Earlier this week, Ace and I paid yet another visit to our favorite local veterinary emergency room, where she was diagnosed with a corneal ulcer and GIARDIA ARRRGGGHHH. Coincidentally, I had spent the better part of my day going round and round with various medical professionals in an ultimately successful but deeply frustrating attempt to get a particular medication. So I was a little fried when I found out my baby girl had these uncomfortable ailments. I felt like I had failed her; I had not accurately registered her discomfort. And isn’t that a mama’s job?
Later, I relayed this harrowing tale to my own mother via text. She responded with the kind of unique comfort given by someone who has nurtured you through the pains of your early days. And then she told me, “It’s not easy being a mom.”
Of course she is right. It feels as if there exists a raw nerve between us, and every bump and bruise she suffers shoots down that axon and into me tenfold. And this is not easy. It is not supposed to be. That kind of reflexive empathy was designed to motivate caregiving and protection.

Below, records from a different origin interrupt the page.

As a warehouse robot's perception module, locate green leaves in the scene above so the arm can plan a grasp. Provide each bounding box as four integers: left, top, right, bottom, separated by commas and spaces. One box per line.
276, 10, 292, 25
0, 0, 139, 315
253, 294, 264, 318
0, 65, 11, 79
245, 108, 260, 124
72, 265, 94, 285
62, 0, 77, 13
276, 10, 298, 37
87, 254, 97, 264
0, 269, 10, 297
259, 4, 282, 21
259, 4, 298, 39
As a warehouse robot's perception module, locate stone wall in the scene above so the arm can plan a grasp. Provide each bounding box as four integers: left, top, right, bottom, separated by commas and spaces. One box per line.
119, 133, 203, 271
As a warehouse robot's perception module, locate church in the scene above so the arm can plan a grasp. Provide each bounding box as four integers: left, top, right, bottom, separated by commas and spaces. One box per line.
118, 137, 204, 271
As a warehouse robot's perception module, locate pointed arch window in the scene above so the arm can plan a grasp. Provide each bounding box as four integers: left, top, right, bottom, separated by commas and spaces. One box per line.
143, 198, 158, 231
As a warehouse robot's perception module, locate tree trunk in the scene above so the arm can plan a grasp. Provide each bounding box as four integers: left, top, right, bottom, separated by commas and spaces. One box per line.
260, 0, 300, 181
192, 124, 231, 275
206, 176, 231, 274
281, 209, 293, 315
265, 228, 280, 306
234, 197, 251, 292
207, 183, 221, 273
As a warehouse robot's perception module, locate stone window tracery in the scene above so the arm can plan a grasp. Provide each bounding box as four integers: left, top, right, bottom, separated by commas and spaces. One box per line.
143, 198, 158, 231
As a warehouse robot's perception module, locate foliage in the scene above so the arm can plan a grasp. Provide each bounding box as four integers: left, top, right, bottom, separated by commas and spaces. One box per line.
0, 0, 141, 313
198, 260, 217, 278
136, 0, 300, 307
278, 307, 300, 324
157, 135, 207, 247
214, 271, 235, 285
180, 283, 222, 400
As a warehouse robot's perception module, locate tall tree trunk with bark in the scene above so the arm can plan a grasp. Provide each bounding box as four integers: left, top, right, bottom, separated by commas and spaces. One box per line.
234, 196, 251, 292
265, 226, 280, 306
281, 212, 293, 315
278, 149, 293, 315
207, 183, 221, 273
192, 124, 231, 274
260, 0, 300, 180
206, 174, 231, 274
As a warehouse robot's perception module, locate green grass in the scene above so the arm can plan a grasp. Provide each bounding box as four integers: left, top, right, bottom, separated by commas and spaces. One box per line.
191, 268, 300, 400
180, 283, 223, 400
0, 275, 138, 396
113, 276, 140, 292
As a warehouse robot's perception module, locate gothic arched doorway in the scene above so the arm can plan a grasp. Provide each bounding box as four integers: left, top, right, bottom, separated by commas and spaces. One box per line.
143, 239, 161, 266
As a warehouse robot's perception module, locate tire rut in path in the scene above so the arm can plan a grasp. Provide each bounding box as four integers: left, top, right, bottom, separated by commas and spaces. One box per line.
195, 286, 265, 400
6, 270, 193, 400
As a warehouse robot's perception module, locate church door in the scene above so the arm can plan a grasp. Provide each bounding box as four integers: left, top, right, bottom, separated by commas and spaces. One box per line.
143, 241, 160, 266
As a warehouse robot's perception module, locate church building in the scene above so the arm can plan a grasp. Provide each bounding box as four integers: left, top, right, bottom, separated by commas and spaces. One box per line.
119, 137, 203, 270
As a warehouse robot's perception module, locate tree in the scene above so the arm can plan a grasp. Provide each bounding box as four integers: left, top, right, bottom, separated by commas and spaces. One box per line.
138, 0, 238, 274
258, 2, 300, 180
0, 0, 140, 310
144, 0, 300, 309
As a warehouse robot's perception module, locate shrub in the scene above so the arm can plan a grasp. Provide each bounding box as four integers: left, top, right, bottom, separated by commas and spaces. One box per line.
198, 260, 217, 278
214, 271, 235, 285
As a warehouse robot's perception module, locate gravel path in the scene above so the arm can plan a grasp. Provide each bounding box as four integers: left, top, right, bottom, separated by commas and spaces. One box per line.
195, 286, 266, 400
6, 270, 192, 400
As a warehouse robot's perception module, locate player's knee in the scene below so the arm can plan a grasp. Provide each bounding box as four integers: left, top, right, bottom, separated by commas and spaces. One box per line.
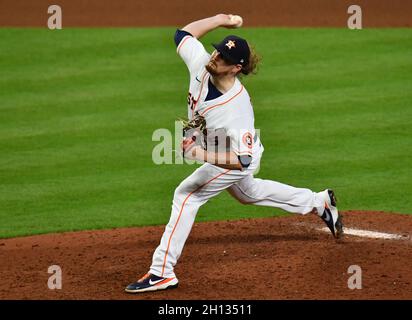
174, 180, 196, 199
234, 195, 251, 205
173, 185, 185, 200
242, 183, 260, 199
228, 189, 253, 205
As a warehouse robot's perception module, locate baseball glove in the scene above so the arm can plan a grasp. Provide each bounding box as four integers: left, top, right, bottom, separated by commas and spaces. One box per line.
180, 114, 207, 155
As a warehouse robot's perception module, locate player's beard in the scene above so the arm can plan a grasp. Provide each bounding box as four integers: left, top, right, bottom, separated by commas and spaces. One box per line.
205, 60, 218, 76
206, 61, 231, 77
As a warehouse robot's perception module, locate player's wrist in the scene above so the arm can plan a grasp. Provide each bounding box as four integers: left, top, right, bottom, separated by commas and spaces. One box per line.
214, 14, 231, 27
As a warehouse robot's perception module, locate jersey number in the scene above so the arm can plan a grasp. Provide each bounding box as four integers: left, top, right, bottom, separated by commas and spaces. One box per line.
187, 92, 197, 111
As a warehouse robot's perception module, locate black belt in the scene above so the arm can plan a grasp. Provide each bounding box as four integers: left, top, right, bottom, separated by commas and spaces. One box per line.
208, 133, 258, 147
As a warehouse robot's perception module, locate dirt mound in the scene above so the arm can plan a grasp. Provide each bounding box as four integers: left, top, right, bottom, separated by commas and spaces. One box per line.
0, 0, 411, 27
0, 211, 411, 300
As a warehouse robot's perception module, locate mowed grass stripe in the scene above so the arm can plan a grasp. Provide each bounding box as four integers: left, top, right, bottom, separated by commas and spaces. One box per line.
0, 28, 411, 238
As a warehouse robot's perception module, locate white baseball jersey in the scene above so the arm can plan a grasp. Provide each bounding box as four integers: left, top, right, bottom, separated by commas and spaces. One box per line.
148, 32, 327, 279
177, 34, 263, 161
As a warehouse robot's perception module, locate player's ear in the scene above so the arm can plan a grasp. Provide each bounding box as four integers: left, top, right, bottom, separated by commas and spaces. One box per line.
233, 64, 242, 74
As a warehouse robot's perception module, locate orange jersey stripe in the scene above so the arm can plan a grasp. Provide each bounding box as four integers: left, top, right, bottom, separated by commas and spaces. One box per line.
200, 85, 244, 116
233, 148, 253, 155
177, 35, 191, 54
161, 169, 231, 276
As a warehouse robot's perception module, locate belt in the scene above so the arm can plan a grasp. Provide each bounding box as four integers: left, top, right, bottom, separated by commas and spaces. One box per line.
208, 133, 259, 147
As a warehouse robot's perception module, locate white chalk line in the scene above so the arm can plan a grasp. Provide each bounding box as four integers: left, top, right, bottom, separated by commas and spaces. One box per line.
295, 222, 410, 241
317, 226, 408, 240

It has another purpose, or at least another complementary side: Mamas feel love and joy tenfold as well. Jefe and I took Ace to Duboce Park for the first time yesterday. The first half of our courtship included looking out his apartment window onto this park at the menagerie of dogs frolicking off leash. We returned with our own dog, and it was as if we had stepped directly into the world we once admired. Ace was a total ace, meeting all the dogs, playing fetch with her new Chuck-It, trotting over to me with a big doggie smile when I asked her come get some water. It was unconscionably warm, and every canine and human was friendly and drunk on the good weather.
Imagine my tenfold excitement. Imagine my exponential happiness. Mamas get a pretty good deal.